Lymphodepletion is required. I was just wondering how that might fit in a autoimmune disease, treatment, situation, especially how patients-

would, you know, be willing to-

William Cao (Founder, Chairman, and CEO)

I see.

Yanan Zhu (Senior Analyst of Biotechnology Equity Research)

undergo treatment.

William Cao (Founder, Chairman, and CEO)

Right. It is not an issue, as being, you know, sort of evidenced by this Nature Medicine group and then also the clinical studies that we intend to conduct, as an IIT in China as they're being all approved. It's not a concern. Lymphodepletion for these autoimmune disease patients is tolerable, and those chemicals are used or was used for autoimmune disease treatment, so they are safe. Patient acceptance, I'm not aware of that could've been an issue. I don't think so. It's a debilitating disease, so lymphodepletion, it's relatively lighter treatment.

Yanan Zhu (Senior Analyst of Biotechnology Equity Research)

Very helpful. Thank you, William.

William Cao (Founder, Chairman, and CEO)

Okay. You're welcome.

Operator (participant)

I will now turn the conference over to Dr. William Cao.

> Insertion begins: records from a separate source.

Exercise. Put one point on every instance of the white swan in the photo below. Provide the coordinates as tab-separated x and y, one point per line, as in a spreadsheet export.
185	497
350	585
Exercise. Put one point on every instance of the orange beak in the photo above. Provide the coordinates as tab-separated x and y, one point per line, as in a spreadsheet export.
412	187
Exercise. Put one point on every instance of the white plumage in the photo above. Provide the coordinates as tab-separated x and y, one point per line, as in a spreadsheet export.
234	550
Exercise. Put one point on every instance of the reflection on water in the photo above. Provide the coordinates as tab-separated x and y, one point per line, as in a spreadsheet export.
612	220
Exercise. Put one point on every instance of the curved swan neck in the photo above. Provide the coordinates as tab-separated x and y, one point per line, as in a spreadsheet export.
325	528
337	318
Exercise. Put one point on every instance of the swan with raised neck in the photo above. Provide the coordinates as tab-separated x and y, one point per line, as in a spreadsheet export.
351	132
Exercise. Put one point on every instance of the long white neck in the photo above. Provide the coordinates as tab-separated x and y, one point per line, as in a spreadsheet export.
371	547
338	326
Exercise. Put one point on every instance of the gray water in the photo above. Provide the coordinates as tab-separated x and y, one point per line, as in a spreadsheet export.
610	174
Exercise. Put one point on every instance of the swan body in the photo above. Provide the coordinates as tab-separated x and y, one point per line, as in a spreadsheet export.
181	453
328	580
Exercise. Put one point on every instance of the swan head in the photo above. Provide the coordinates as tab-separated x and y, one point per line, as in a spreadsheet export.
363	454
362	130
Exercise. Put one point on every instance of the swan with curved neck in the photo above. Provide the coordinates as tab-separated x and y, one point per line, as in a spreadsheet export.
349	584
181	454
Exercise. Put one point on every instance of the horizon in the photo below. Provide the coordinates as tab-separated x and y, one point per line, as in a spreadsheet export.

William Cao (Founder, Chairman, and CEO)

Thank you again to everyone for joining us on the call. We are proud of the progress the Gracell team has made over the past year. 2023 will be exciting year for us, as we are on track to initiate our RRMM IND studies in both the U.S. and China and expanding GC012F into the autoimmune field. We believe Gracell is well-positioned to deliver CAR T-cell therapies that can potentially transform the treatment landscape. We look forward to providing clinical data updates and sharing key pipeline and technology updates throughout the year.

Operator (participant)

Ladies and gentlemen, this concludes today's presentation. Thank you once again for your participation. You may now disconnect.